Matters discussed in this announcement may constitute forward-looking statements. Forward-looking statements are statements that are not historical facts and may be identified by words such as "anticipate", "believe", "continue", "estimate", "expect", "intends", "may", "should", "will" and similar expressions. The forward-looking statements in this release are based upon various assumptions, many of which are based, in turn, upon further assumptions. Although the Company believes that these assumptions were reasonable when made, these assumptions are inherently subject to significant known and unknown risks, uncertainties, contingencies and other important factors which are difficult or impossible to predict and are beyond its control. Such risks, uncertainties, contingencies and other important factors could cause actual events to differ materially from the expectations expressed or implied in this release by such forward-looking statements. The information, opinions and forward-looking statements contained in this announcement speak only as at its date, and are subject to change without notice.

This announcement is made by and, and is the responsibility of, the Company. SpareBank 1 Markets AS (the "Manager") is acting exclusively for the Company and no one else and will not be responsible to anyone other than the Company for providing the protections afforded to their respective clients, or for advice in relation to the contents of this announcement or any of the matters referred to herein.

Neither the Manager nor any of its affiliates makes any representation as to the accuracy or completeness of this announcement and none of them accepts any responsibility for the contents of this announcement or any matters referred to herein.

This announcement is for information purposes only and is not to be relied upon in substitution for the exercise of independent judgment.
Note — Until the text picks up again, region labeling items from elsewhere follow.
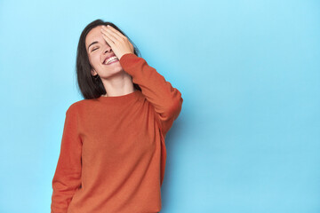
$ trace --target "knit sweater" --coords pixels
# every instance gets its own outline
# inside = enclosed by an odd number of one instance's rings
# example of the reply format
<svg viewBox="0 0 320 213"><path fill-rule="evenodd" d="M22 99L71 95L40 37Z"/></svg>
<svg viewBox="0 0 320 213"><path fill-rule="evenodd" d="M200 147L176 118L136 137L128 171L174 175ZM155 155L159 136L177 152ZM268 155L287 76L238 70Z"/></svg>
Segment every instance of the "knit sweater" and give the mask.
<svg viewBox="0 0 320 213"><path fill-rule="evenodd" d="M141 88L69 106L52 179L52 213L156 213L161 209L164 138L181 93L133 53L120 59Z"/></svg>

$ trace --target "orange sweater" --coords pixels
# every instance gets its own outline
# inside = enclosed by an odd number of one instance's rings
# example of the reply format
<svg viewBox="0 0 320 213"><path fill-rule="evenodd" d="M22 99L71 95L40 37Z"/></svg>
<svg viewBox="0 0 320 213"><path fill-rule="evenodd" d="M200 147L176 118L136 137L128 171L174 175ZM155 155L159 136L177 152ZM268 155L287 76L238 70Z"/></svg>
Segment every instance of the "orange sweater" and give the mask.
<svg viewBox="0 0 320 213"><path fill-rule="evenodd" d="M133 53L120 59L141 91L72 104L52 179L52 213L156 213L161 209L164 138L181 93Z"/></svg>

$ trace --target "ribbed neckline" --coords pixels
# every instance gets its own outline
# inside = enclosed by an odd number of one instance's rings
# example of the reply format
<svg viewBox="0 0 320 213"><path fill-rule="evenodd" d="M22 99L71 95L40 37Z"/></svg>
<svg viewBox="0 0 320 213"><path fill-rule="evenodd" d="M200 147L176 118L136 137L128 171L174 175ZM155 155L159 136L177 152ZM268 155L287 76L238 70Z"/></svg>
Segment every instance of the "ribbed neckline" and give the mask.
<svg viewBox="0 0 320 213"><path fill-rule="evenodd" d="M132 91L132 93L122 95L122 96L100 96L97 99L101 102L108 102L108 103L125 103L128 100L135 99L140 94L140 91L137 90Z"/></svg>

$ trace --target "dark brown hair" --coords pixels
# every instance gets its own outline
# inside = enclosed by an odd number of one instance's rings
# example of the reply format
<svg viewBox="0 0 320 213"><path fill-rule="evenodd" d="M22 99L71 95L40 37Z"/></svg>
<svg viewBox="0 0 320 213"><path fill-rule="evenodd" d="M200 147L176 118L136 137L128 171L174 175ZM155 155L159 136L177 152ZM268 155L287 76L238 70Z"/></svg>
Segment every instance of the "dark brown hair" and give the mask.
<svg viewBox="0 0 320 213"><path fill-rule="evenodd" d="M134 54L136 56L141 57L141 54L136 45L132 42L132 40L115 24L112 22L103 21L101 20L96 20L90 24L88 24L83 32L81 33L77 51L76 51L76 75L77 79L78 89L81 91L82 96L85 99L97 99L101 95L107 93L101 79L94 77L91 74L92 66L89 61L87 51L85 48L85 37L92 28L101 26L101 25L110 25L124 36L128 38L131 43L132 43L134 48ZM133 83L135 89L141 91L140 86L136 83Z"/></svg>

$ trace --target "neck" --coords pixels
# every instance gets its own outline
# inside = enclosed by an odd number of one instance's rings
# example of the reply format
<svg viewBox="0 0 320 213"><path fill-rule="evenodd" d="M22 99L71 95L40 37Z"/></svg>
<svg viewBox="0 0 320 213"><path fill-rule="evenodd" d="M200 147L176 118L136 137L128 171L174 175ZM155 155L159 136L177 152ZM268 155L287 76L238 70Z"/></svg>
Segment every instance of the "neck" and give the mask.
<svg viewBox="0 0 320 213"><path fill-rule="evenodd" d="M124 71L108 78L101 78L107 94L103 97L123 96L136 91L133 86L132 77Z"/></svg>

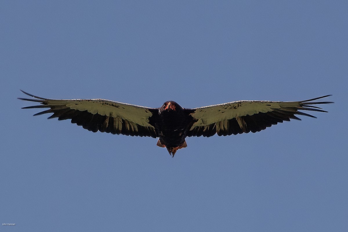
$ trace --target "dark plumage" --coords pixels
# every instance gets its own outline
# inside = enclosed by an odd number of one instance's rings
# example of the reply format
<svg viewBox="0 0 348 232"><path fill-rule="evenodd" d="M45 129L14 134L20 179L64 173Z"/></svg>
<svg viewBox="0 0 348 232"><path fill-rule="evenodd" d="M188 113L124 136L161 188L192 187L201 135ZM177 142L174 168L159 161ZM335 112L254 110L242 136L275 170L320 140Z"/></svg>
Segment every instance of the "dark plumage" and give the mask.
<svg viewBox="0 0 348 232"><path fill-rule="evenodd" d="M104 99L50 99L22 91L35 98L19 99L41 104L23 109L49 108L34 115L52 113L48 118L71 119L94 132L159 137L157 145L166 147L173 157L187 146L187 137L259 131L290 119L301 120L295 114L315 118L298 111L327 112L311 105L333 103L311 102L327 95L298 102L242 101L193 109L170 101L154 108Z"/></svg>

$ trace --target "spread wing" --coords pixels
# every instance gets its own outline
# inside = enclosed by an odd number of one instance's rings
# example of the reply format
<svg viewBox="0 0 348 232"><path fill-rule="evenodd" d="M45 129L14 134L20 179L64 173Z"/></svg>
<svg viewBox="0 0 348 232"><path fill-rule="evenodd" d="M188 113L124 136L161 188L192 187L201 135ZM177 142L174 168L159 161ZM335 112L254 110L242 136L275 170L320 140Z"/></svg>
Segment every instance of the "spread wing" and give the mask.
<svg viewBox="0 0 348 232"><path fill-rule="evenodd" d="M311 105L333 102L310 102L330 96L299 102L242 101L191 109L190 115L195 122L187 136L254 133L290 119L301 120L295 114L316 118L299 110L327 112Z"/></svg>
<svg viewBox="0 0 348 232"><path fill-rule="evenodd" d="M41 104L22 109L50 108L34 115L53 113L48 118L71 119L72 123L93 132L99 130L114 134L158 137L152 121L156 117L152 116L158 113L158 109L104 99L50 99L21 91L35 98L18 99Z"/></svg>

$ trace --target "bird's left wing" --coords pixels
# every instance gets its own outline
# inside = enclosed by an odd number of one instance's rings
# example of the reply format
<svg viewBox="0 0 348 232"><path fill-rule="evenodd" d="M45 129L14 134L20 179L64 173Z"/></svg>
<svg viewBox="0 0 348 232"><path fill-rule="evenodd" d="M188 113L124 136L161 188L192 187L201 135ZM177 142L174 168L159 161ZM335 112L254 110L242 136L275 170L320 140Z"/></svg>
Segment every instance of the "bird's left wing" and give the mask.
<svg viewBox="0 0 348 232"><path fill-rule="evenodd" d="M71 119L72 123L96 132L132 136L158 136L154 122L158 109L105 99L50 99L23 93L34 98L19 98L41 105L23 109L49 108L34 114L53 113L48 118ZM155 116L153 117L153 116Z"/></svg>
<svg viewBox="0 0 348 232"><path fill-rule="evenodd" d="M187 136L209 137L230 135L259 131L267 127L290 119L301 119L295 114L315 118L299 110L327 112L311 105L333 103L310 102L331 96L327 95L298 102L242 101L190 109L195 122Z"/></svg>

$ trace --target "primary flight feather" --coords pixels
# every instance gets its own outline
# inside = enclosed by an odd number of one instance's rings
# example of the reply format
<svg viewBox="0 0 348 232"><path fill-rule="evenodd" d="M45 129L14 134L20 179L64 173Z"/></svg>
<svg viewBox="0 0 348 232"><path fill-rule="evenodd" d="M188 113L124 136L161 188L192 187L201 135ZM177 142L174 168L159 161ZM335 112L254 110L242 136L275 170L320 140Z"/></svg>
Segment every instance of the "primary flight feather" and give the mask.
<svg viewBox="0 0 348 232"><path fill-rule="evenodd" d="M49 108L34 115L52 113L48 118L71 119L94 132L159 137L157 145L166 147L173 157L187 146L187 137L255 133L290 119L301 120L295 114L315 118L298 111L327 112L312 105L333 103L312 101L331 96L327 95L297 102L241 101L192 109L169 101L155 108L105 99L51 99L21 91L34 98L18 99L41 104L23 109Z"/></svg>

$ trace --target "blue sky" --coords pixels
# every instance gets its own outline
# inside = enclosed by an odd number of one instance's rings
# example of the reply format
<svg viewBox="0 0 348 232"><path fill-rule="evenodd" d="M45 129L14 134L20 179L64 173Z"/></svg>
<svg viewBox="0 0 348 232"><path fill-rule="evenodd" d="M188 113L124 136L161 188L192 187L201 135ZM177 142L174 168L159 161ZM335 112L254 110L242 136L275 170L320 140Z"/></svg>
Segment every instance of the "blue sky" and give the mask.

It is not intended as investment advice and under no circumstances is it to be used or considered as an offer to sell, or a solicitation of an offer to buy any securities or a recommendation to buy or sell any securities of the Company. Neither the Manager nor any of its affiliates accepts any liability arising from the use of this announcement.

Each of the Company, the Manager and their respective affiliates expressly disclaims any obligation or undertaking to update, review or revise any statement contained in this announcement whether as a result of new information, future developments or otherwise.

This information is subject to the disclosure requirements pursuant to section 5 -12 of the Norwegian Securities Trading Act.